Par contre, sont bien vus : l’animalisme et pour les plus cultivés l’anti-spécisme, le végétalisme (mode récente), le trans-humanisme (on va vivre tous vieux !), le cosmopolitisme (cf. « Trois utopies contemporaines» de Francis Wolf), l’alimentation végan, la protection des baleines, des dauphins, l’interdiction des filets pélagiques, la couche d’ozone, la fonte des glaciers et de la banquise, la médecine chinoise ( c’est l’avenir), les voitures électriques, le golf, le yoga ou le pilates, le communautarisme et les minorités (raciales ou sexuelles) dans leur ensemble, les créateurs de petites entreprises, les ONG, le foot (quand la France gagne !), les circuits courts, le bio, l’apithérapie (se soigner grâce au miel), les certifications, l’écriture inclusive, l’allongement de la durée du travail, Nicolas Hulot, Jean-Louis Borloo (il avait raison trop tôt), Jean-Jacques Goldman ( ?), Thomas Pesquet, Juan Guaido, André Glukcsman et « place publique », les activistes environnementaux, la destruction de la planète et la fin du monde programmée, la croissance verte, la transition énergétique, la prime de Noël, les crèches (de Noël), le voile islamique, la laïcité (elle a fait son temps !), la loi anticasseurs, l’interdiction des vaccins, Netflix.**
Comme le déplore Jupiter, notre nouveau César, il existe des « gaulois réfractaires » à la modernité.
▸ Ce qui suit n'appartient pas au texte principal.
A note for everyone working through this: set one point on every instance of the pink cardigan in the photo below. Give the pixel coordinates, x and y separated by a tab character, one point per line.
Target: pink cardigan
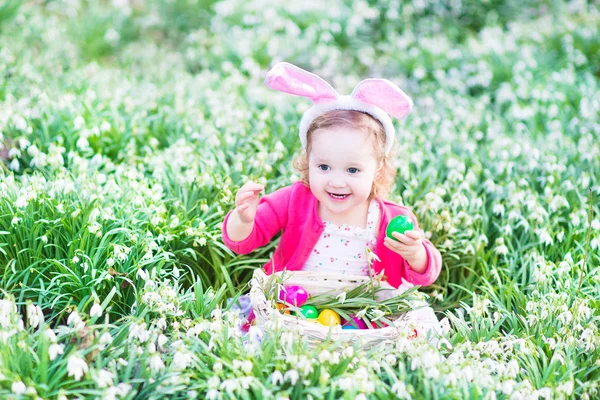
294	210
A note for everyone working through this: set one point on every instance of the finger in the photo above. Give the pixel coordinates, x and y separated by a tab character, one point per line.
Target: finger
402	238
394	245
245	196
255	187
416	235
243	207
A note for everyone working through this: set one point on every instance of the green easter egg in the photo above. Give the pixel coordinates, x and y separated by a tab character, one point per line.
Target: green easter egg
401	224
309	312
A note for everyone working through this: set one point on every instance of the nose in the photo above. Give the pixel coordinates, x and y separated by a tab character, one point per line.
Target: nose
337	182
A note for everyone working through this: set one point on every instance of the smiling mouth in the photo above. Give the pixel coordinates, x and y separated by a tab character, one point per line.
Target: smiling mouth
338	196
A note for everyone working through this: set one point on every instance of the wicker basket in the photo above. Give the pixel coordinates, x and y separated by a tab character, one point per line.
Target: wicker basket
317	284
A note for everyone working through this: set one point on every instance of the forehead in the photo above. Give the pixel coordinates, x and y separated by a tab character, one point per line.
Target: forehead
344	142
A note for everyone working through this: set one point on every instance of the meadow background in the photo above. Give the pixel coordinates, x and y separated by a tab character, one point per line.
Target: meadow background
126	127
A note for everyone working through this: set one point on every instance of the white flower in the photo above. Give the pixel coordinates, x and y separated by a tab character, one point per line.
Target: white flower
105	378
54	350
106	338
96	310
50	335
75	320
34	315
76	367
277	378
292	376
18	387
156	363
78	122
162	340
181	360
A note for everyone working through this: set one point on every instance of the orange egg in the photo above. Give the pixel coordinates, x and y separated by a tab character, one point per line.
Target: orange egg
329	317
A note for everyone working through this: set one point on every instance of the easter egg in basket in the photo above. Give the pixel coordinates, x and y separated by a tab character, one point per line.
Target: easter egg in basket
293	294
309	312
400	224
329	317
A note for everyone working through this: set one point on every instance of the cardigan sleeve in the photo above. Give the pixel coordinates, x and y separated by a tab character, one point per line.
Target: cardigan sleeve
434	263
271	217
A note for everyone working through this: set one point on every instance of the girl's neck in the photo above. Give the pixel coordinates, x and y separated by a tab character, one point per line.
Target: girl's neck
354	217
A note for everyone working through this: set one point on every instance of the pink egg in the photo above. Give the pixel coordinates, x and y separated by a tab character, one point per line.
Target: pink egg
358	322
251	316
293	294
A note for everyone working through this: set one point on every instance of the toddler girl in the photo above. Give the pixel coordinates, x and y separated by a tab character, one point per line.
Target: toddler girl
337	211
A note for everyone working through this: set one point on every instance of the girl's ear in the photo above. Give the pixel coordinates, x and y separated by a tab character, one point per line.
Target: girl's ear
288	78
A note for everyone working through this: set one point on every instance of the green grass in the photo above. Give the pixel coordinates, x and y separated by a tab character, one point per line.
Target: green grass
126	132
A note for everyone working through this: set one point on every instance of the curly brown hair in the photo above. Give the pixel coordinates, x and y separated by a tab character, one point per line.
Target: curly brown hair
386	172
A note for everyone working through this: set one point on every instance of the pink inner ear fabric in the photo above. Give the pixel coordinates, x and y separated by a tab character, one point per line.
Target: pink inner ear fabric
288	78
385	95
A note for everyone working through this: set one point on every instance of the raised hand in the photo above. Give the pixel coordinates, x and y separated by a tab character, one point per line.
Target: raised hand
410	246
246	201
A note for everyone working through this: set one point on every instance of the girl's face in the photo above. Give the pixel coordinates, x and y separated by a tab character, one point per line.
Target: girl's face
341	169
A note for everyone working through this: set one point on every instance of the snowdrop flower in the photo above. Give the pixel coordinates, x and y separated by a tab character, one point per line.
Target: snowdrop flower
105	378
34	315
156	363
75	321
96	310
18	387
55	350
181	360
277	378
76	366
399	389
292	376
105	339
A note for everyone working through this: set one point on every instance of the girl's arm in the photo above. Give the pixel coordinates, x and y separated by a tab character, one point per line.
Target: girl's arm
240	223
270	217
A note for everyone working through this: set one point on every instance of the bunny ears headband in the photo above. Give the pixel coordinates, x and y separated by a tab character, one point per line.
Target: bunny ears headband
379	98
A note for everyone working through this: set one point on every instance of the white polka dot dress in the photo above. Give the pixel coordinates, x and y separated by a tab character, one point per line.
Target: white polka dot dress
342	249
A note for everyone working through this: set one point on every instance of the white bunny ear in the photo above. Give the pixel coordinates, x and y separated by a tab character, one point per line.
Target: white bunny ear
385	95
288	78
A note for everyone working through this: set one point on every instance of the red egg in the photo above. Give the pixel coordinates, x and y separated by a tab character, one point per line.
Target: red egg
295	295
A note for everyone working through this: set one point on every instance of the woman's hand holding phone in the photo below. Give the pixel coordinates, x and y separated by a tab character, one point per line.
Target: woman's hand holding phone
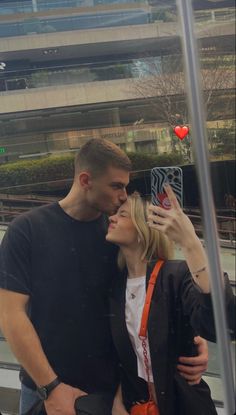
172	222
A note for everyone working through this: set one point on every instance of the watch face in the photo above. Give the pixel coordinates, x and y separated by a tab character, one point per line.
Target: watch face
43	393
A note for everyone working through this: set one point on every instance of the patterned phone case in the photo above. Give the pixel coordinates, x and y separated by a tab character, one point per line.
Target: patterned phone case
161	176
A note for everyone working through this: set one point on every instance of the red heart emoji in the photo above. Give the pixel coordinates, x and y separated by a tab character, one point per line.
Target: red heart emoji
181	132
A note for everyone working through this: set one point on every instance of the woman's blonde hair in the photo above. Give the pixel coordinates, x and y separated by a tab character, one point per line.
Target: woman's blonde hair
155	244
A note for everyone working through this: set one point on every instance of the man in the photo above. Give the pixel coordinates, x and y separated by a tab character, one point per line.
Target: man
55	273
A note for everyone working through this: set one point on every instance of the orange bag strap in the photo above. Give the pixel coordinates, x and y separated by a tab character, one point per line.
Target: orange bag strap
146	308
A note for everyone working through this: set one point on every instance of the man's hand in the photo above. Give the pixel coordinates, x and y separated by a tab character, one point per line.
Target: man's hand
198	364
61	400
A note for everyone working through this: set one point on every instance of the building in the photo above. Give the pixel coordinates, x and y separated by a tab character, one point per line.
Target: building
73	69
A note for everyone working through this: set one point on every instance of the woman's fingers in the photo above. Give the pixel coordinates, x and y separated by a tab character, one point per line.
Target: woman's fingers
156	219
152	209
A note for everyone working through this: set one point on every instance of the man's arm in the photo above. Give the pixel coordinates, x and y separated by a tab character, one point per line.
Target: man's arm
25	344
192	368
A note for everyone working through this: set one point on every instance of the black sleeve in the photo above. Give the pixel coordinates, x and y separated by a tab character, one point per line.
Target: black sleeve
15	258
200	308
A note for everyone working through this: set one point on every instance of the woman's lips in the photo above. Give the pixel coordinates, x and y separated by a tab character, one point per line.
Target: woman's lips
111	227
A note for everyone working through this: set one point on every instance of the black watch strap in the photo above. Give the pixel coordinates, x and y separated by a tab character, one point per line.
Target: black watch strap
44	391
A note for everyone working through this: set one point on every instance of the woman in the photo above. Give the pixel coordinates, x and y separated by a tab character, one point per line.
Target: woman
180	306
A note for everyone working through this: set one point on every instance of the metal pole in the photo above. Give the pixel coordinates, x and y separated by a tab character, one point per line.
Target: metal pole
35	6
196	107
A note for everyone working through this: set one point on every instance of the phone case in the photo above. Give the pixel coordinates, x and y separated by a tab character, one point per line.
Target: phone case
164	175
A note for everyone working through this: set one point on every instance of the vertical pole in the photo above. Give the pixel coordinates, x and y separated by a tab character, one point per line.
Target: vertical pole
34	5
192	69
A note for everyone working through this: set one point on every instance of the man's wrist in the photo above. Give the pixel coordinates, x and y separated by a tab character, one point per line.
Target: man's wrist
45	390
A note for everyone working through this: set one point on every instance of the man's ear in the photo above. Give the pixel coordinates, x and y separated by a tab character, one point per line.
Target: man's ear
85	179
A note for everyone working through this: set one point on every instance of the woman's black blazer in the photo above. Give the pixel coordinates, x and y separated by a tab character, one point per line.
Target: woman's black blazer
178	312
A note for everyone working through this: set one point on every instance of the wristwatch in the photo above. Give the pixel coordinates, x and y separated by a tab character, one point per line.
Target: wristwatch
44	391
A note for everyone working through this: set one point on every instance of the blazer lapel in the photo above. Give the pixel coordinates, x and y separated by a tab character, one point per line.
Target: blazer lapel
158	334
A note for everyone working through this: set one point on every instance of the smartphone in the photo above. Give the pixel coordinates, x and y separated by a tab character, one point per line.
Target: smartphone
166	175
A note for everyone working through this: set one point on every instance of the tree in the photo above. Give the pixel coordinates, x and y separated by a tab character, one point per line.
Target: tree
161	80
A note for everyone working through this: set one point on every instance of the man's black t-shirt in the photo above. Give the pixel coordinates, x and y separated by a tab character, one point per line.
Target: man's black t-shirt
66	267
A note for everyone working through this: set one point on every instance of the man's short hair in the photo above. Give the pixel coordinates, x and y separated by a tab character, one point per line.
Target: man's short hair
97	155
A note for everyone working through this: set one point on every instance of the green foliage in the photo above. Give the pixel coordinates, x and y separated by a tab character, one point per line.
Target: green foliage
53	168
148	161
36	171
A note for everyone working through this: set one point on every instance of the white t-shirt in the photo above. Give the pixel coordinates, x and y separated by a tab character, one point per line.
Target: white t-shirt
135	298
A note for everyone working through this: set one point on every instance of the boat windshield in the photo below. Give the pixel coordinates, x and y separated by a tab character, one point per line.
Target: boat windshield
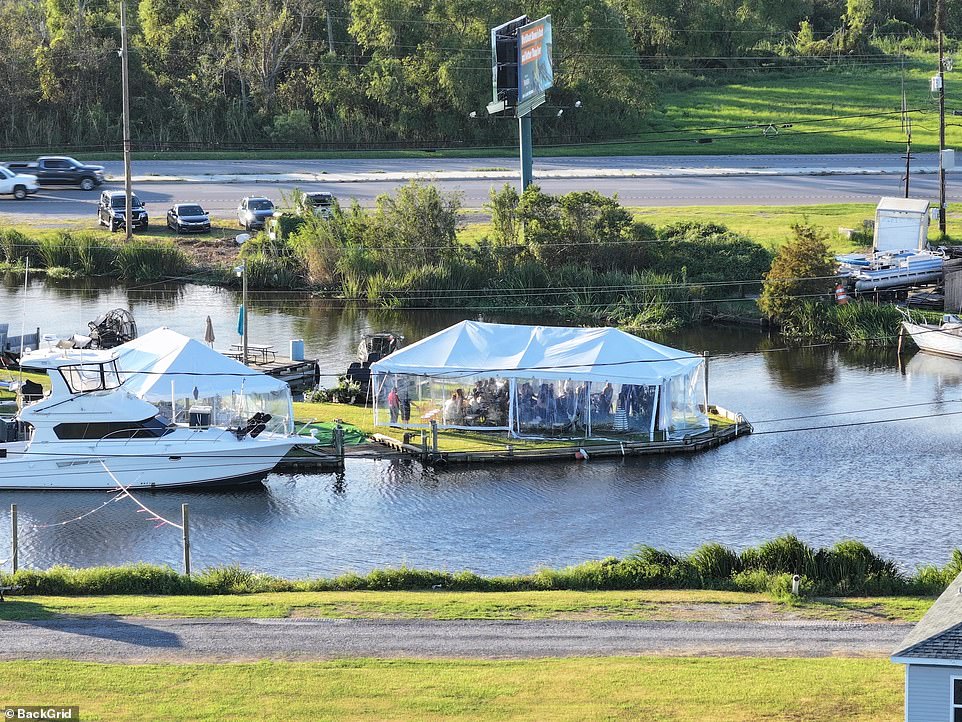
84	378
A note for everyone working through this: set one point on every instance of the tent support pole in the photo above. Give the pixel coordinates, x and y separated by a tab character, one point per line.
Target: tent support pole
705	353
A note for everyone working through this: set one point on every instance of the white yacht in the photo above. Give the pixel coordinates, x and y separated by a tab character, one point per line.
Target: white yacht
91	433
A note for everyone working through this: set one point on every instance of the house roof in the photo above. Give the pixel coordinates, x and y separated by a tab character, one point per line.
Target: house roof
939	633
910	205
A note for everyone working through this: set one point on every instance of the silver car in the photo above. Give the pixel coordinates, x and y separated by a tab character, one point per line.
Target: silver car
253	212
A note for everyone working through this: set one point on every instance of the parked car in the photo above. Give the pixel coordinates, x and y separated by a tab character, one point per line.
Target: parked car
19	185
320	203
253	212
188	218
112	209
61	170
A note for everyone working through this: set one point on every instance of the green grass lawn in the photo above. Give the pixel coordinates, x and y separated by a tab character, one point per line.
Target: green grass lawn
795	96
643	605
644	688
769	225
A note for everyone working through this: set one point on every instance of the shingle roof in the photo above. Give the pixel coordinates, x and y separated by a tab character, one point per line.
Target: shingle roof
939	633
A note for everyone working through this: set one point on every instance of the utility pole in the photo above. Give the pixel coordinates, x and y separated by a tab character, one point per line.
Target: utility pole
125	80
939	15
527	161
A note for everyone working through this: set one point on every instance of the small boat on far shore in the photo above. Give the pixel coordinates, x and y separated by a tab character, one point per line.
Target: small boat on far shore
944	338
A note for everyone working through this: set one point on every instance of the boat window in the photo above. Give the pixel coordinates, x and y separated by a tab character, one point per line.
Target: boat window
91	377
151	428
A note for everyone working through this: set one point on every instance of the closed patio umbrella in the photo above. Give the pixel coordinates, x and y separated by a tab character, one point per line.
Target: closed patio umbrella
209	333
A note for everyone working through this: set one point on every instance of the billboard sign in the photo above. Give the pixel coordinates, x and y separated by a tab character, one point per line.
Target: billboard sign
535	72
504	63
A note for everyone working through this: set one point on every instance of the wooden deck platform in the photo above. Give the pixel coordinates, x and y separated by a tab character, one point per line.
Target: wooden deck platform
572	449
299	375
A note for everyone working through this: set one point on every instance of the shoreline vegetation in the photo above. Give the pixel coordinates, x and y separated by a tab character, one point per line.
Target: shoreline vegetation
848	568
580	258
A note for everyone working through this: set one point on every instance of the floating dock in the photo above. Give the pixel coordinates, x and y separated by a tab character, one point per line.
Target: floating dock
569	449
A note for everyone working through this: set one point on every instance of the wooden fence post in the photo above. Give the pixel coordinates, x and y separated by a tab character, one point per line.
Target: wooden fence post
14	541
185	520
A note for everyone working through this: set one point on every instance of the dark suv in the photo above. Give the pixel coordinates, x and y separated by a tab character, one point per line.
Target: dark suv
112	209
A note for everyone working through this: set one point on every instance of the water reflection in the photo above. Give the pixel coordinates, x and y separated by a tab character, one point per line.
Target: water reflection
884	484
801	368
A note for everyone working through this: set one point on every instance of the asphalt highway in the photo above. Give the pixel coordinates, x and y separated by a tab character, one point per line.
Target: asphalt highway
889	161
113	639
221	199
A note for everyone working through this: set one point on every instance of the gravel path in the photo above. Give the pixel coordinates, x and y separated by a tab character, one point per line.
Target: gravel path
137	640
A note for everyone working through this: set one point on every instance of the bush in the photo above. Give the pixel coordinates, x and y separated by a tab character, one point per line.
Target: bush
149	261
803	268
16	248
293	127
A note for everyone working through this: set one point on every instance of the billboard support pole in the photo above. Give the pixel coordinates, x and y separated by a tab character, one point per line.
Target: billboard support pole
527	161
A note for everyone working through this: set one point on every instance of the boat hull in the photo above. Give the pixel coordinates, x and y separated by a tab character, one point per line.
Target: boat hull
138	466
933	339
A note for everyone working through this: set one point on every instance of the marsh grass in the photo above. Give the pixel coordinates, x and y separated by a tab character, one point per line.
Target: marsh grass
610	688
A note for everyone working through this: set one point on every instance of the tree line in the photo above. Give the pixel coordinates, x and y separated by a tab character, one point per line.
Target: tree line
220	73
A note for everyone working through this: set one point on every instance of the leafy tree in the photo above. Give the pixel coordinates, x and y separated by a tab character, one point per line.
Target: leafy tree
803	268
416	226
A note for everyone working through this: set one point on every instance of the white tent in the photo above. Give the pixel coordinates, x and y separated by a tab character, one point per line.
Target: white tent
170	369
547	380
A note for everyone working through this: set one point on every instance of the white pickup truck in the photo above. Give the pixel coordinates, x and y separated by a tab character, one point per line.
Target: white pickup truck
17	185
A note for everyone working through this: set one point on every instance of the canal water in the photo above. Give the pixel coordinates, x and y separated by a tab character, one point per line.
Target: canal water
893	483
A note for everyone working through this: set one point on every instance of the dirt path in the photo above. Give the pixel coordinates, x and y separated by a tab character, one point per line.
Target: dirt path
137	640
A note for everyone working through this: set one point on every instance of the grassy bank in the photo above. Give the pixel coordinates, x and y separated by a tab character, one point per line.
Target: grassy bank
647	605
847	568
555	689
64	254
835	95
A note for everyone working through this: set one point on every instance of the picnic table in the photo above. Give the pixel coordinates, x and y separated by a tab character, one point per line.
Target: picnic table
262	351
11	588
Ces irréductibles pratiquent la battue aux sangliers puis versent des flots de cervoise lors des banquets où rôtissent les bêtes noires. Au cours de ces agapes, ils préfèrent les gauloiseries à la « novlangue ». Leur potion magique c’est le lien (social) qui les unit, les amis qui ne sont pas virtuels, mais de chair et d’os et munis de solides épaules sur lesquelles on peut compter.
Au fait, comment dit-on village gaulois en « novlangue » ?
Pierre Vidal
*La novlangue (ou le) a été inventée par George Orwell dans son livre prophétique « 1894 » : « La novlangue était destinée, non à étendre, mais à diminuer le domaine de la pensée, et la réduction au minimum du choix des mots aidait indirectement à atteindre ce but ».
**Toutes ces listes sont subjectives et non exhaustives.